Rechten op het einde van de carrière
Werknemers die naar het einde van hun loopbaan toe evolueren: dat betekent niet alleen generaties die elkaar kruisen, maar ook beseffen dat 'meer ervaren' mensen rechten hebben op basis van die lange werkervaring. Dan hebben we het over 'tijdskrediet'. Concreet en zoals humanresourcesspecialist SD Worx (https://www.sdworx.be) vermeldt op zijn website: "vanaf 55 jaar kunnen werknemers die aan de voorwaarden voldoen tot aan hun pensioen 4/5e of halftijds werken door te kiezen voor een landingsbaan in de vorm van tijdskrediet.
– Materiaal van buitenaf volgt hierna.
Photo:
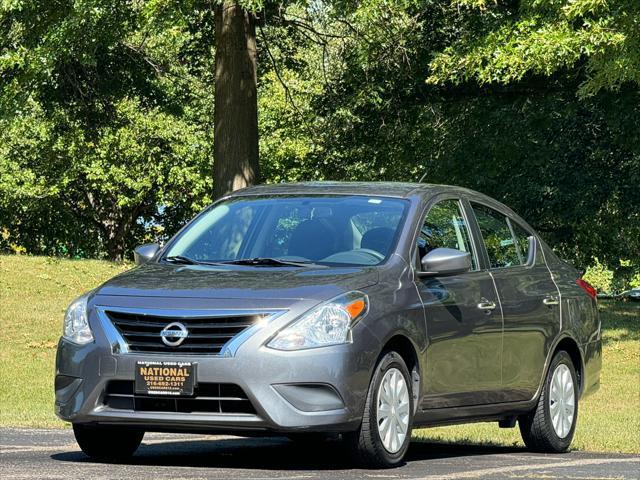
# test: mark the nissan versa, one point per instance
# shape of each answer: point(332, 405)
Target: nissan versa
point(356, 310)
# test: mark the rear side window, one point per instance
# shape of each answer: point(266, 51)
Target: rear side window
point(445, 227)
point(522, 241)
point(498, 237)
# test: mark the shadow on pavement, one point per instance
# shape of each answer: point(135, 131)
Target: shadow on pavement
point(275, 454)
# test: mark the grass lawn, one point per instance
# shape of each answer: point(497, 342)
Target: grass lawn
point(34, 292)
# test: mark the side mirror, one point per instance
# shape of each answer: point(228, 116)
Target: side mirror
point(445, 261)
point(144, 253)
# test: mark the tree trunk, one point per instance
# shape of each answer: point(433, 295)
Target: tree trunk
point(236, 108)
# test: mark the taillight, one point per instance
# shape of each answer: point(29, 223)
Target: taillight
point(587, 288)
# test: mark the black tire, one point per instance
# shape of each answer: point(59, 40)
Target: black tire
point(365, 443)
point(537, 428)
point(107, 443)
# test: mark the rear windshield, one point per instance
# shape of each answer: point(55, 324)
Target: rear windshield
point(333, 230)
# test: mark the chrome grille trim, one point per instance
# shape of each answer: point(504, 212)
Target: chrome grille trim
point(121, 345)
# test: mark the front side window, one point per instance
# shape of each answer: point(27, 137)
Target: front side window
point(445, 227)
point(335, 230)
point(498, 237)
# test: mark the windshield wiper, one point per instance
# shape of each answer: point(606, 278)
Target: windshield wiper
point(268, 262)
point(181, 259)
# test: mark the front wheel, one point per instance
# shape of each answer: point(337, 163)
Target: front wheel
point(107, 443)
point(550, 427)
point(384, 435)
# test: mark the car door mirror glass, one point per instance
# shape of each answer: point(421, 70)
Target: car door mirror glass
point(146, 252)
point(445, 261)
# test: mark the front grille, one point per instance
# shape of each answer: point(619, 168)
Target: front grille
point(208, 398)
point(207, 334)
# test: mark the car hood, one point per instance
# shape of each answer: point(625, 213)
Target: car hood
point(237, 282)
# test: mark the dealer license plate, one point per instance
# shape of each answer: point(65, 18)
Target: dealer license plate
point(165, 378)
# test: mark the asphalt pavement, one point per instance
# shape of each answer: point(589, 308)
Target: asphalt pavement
point(43, 454)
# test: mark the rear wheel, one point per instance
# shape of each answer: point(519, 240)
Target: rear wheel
point(550, 427)
point(384, 435)
point(107, 443)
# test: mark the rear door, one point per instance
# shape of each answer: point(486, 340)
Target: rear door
point(464, 322)
point(528, 296)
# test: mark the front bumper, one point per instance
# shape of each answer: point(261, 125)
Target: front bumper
point(312, 390)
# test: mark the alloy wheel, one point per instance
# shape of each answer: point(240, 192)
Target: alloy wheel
point(562, 401)
point(393, 410)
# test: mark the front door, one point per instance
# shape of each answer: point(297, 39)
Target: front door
point(463, 316)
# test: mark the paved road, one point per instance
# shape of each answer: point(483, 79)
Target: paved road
point(28, 454)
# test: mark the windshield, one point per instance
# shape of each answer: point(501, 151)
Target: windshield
point(331, 230)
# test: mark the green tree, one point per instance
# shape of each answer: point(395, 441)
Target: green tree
point(507, 41)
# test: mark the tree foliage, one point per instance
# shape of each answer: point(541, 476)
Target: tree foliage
point(599, 39)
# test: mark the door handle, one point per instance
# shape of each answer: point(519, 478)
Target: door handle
point(486, 305)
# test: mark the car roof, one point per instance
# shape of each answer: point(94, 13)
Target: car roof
point(386, 189)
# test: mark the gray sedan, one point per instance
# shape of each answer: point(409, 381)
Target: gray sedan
point(352, 310)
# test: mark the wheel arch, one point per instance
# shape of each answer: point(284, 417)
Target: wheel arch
point(569, 345)
point(402, 345)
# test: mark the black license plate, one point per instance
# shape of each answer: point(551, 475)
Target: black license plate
point(165, 378)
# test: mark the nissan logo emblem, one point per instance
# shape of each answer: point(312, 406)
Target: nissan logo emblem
point(174, 334)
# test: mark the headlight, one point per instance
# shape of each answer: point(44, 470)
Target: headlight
point(324, 325)
point(76, 323)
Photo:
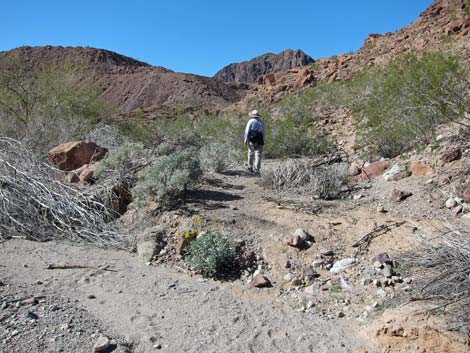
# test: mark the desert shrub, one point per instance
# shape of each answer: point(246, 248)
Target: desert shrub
point(329, 181)
point(402, 103)
point(123, 160)
point(293, 135)
point(44, 107)
point(107, 136)
point(212, 255)
point(164, 149)
point(217, 157)
point(34, 203)
point(168, 178)
point(313, 177)
point(441, 265)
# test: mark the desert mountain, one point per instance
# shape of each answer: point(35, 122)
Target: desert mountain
point(445, 25)
point(250, 71)
point(133, 85)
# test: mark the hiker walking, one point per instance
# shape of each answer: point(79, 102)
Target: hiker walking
point(254, 138)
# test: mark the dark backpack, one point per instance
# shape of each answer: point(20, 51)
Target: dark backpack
point(255, 137)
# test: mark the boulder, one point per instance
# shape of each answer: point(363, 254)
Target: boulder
point(86, 176)
point(450, 154)
point(73, 155)
point(150, 242)
point(397, 172)
point(373, 170)
point(181, 245)
point(260, 281)
point(400, 195)
point(418, 169)
point(303, 235)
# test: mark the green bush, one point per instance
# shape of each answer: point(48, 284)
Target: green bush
point(212, 255)
point(44, 107)
point(401, 104)
point(168, 178)
point(164, 149)
point(217, 157)
point(122, 160)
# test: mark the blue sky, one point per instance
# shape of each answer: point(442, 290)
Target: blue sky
point(202, 36)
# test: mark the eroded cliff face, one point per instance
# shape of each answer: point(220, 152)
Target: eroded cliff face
point(250, 71)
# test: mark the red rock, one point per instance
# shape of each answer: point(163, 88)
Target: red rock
point(296, 242)
point(373, 170)
point(450, 155)
point(400, 195)
point(181, 245)
point(72, 177)
point(260, 281)
point(418, 169)
point(73, 155)
point(249, 257)
point(466, 195)
point(87, 173)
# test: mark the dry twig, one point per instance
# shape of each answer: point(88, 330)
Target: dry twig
point(35, 203)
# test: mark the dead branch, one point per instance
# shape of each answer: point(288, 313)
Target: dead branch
point(365, 240)
point(34, 202)
point(74, 266)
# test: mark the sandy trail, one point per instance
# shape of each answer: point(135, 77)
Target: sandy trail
point(158, 307)
point(155, 306)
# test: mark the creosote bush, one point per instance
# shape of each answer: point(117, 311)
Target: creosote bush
point(441, 266)
point(44, 107)
point(402, 104)
point(35, 203)
point(168, 178)
point(123, 160)
point(212, 255)
point(313, 177)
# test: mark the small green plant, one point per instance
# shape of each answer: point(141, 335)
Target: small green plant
point(212, 255)
point(168, 178)
point(401, 104)
point(122, 160)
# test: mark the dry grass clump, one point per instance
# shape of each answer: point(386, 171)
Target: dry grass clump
point(313, 177)
point(442, 265)
point(34, 203)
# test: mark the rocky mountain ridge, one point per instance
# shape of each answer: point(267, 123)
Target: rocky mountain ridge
point(444, 26)
point(250, 71)
point(132, 85)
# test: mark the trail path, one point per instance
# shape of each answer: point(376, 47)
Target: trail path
point(158, 307)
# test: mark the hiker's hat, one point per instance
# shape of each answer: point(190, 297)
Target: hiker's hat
point(254, 114)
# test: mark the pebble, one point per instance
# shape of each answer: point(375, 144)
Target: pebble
point(451, 203)
point(317, 263)
point(343, 264)
point(388, 271)
point(102, 344)
point(381, 293)
point(288, 277)
point(381, 209)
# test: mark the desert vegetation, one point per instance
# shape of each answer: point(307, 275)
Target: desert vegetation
point(45, 107)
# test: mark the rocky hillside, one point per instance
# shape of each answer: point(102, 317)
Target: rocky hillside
point(445, 25)
point(250, 71)
point(133, 85)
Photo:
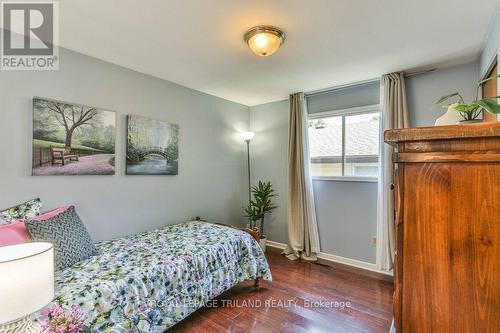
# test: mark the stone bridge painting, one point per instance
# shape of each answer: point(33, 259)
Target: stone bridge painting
point(72, 139)
point(152, 147)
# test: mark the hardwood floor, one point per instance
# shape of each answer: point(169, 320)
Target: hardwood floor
point(303, 297)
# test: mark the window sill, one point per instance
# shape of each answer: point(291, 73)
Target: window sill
point(346, 179)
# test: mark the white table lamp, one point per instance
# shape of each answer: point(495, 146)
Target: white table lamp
point(26, 284)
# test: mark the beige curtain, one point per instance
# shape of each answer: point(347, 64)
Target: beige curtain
point(394, 115)
point(303, 238)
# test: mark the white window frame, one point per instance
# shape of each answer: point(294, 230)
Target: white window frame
point(347, 112)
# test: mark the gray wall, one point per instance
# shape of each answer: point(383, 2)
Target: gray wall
point(269, 151)
point(212, 161)
point(424, 89)
point(346, 211)
point(491, 47)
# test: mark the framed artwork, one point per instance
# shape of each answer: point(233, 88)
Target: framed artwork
point(152, 147)
point(72, 139)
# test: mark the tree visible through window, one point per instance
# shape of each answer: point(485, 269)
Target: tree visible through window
point(345, 145)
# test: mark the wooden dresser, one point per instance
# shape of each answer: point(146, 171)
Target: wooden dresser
point(447, 190)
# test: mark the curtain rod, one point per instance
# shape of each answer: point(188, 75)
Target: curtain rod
point(360, 83)
point(348, 85)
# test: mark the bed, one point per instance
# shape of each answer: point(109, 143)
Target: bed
point(150, 281)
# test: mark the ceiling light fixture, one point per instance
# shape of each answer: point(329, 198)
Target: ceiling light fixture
point(264, 40)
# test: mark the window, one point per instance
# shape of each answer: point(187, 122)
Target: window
point(345, 143)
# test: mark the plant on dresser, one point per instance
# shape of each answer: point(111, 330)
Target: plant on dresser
point(470, 111)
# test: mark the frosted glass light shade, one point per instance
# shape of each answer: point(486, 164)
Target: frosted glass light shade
point(264, 40)
point(26, 279)
point(247, 136)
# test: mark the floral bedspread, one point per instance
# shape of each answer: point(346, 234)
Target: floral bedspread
point(150, 281)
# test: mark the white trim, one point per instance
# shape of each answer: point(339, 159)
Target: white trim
point(345, 179)
point(338, 259)
point(349, 111)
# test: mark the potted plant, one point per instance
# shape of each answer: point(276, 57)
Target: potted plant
point(259, 206)
point(471, 111)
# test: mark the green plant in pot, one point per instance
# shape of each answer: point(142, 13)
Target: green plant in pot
point(471, 111)
point(260, 205)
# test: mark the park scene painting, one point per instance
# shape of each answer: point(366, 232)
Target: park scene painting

Om het loonverlies gedeeltelijk te compenseren, betaalt de Rijksdienst voor Arbeidsvoorziening (RVA) een vergoeding aan de betrokken werknemers." We merken wel op dat werknemers die voor een tijdskrediet kiezen pas vanaf 60 jaar van deze premie kunnen genieten. De enige uitzondering: werknemers met een zwaar beroep, een lange loopbaan of in een onderneming in moeilijkheden of in herstructurering. Zij komen in aanmerking voor een landingsbaan zodra ze 50 jaar worden. Sinds 1 januari 2019 ontvangen ze een RVA-uitkering op 60 jaar in plaats van 55 jaar.
Langzaam afbouwen
Er zijn ook de zogenoemde 'zachte landingsbanen'. Deze regeling stelt werkgevers in staat om de werklast van een oudere werknemer te verminderen met compensatie voor het loonverlies. Het systeem van zachte landingsbanen trad in werking op 1 januari 2018. Een werknemer van 58 jaar of ouder die loonverlies lijdt als gevolg van een vermindering van zijn werklast, kan onder bepaalde voorwaarden een compenserende vergoeding ontvangen die vrijgesteld is van socialezekerheidsbijdragen. Tot eind 2018 kon de vergoeding alleen worden vastgesteld door een op sectorniveau gesloten cao. Sinds 1 januari 2019 kunt u een zachte landingsbaan aanbieden via een individuele schriftelijke overeenkomst met uw werknemer. Sommige bedrijven, administraties of sectoren hebben ook 'anciënniteitsdagen' voor hun werknemers aan het einde van hun loopbaan ingevoerd. Concreet betekent dit dat werknemers recht hebben op extra vakantiedagen vanaf een bepaalde leeftijd, zonder loonverlies. Over het algemeen neemt het aantal anciënniteitsdagen toe met de leeftijd, genoeg om niet overwerkt op pensioen te gaan.